Open geofurb opened 5 years ago
Accessing an individual cluster's addresses takes a very long time and returns an empty list:
IPython console
chain = blocksci.Blockchain(BITCOIN_DATA_DIR)
cx = blocksci.cluster.ClusterManager(CUSTOM_CLUSTER_DIR,chain)
len(cx.clusters())
Out[7]: 330464891
clist = list(cx.clusters())
a = clist[6]
a
Out[21]: <blocksci.cluster.Cluster at 0x7f17ebced688>
a.addresses
Out[22]: <blocksci.AddressIterator at 0x7efdf84d07a0>
[x for x in a.addresses]
Out[23]: []
a.type_equiv_size
Out[24]: 125
I've uploaded my bitcoin-data
and bitcoin-clusters
directories here, in case it helps with reproducing the error. You might want to let that run while you're at lunch; it's a 102 GB download, and when you unzip the *.tar.bz2 (which will also likely take forever), it's something like 170 - 180 GB.
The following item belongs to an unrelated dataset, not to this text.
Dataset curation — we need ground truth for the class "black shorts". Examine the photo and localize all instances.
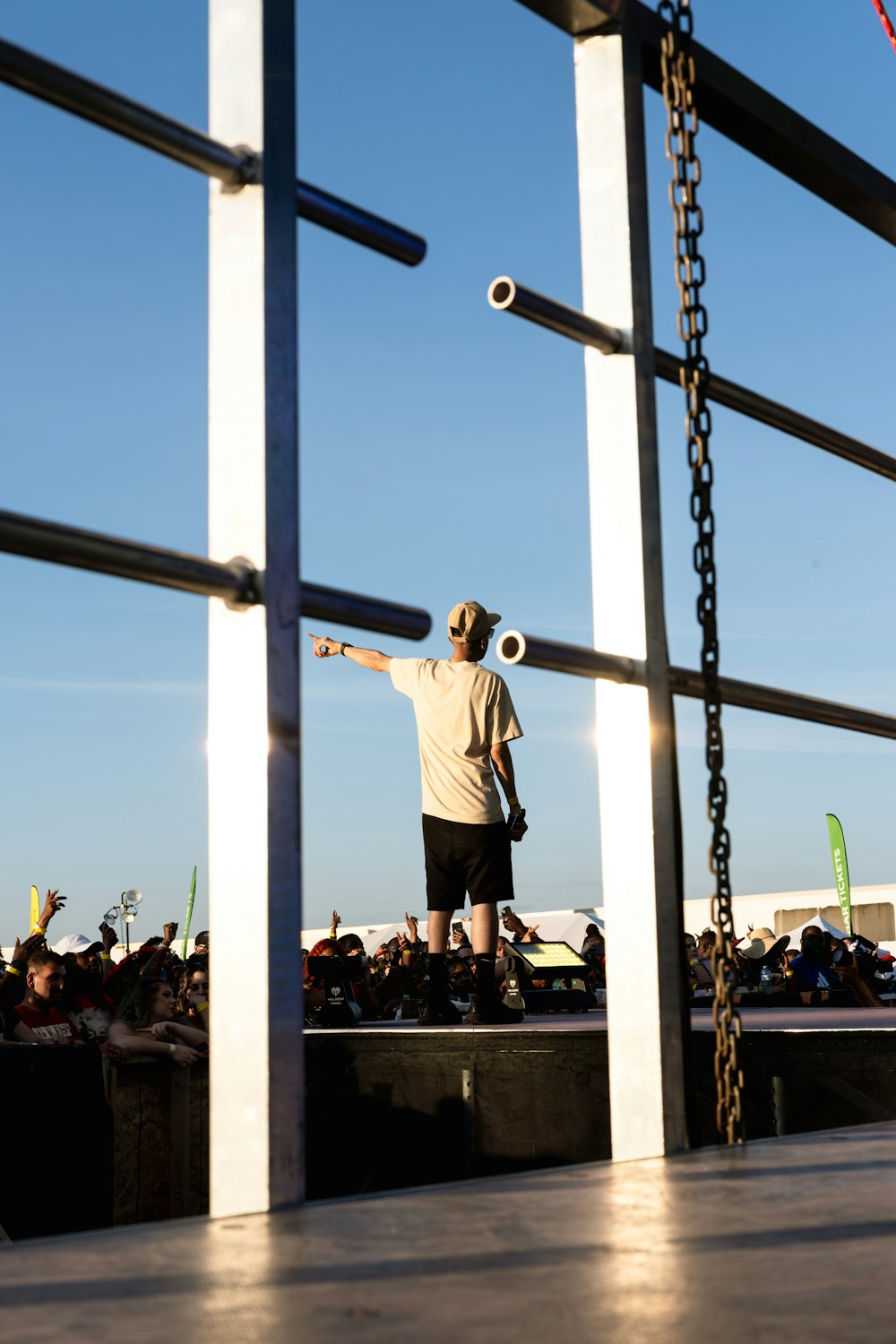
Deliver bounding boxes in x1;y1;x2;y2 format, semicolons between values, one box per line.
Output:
423;814;513;910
Trying to get the size of clusters returns all zero length for all clusters. c.type_equiv_size does not seem to cause this issue. This issue seems to be tied to a behavior where iterating over a cluster takes an exceptionally long amount of time, even for small clusters (e.g. c.type_equiv_size=10). This may be related to #200.
Reproduction Steps
System Information
BlockSci version: 0.5 Using AMI: no Compiled under Ubuntu 16.04 cmake version 3.12.4 gcc/g++ 7.3.0-21ubuntu1~16.04 Anaconda version 3.5.1 (Python 3.7.0) Total memory: 64 GB DRAM, 188GB swap
Dependencies installed: blocksci==0.5.0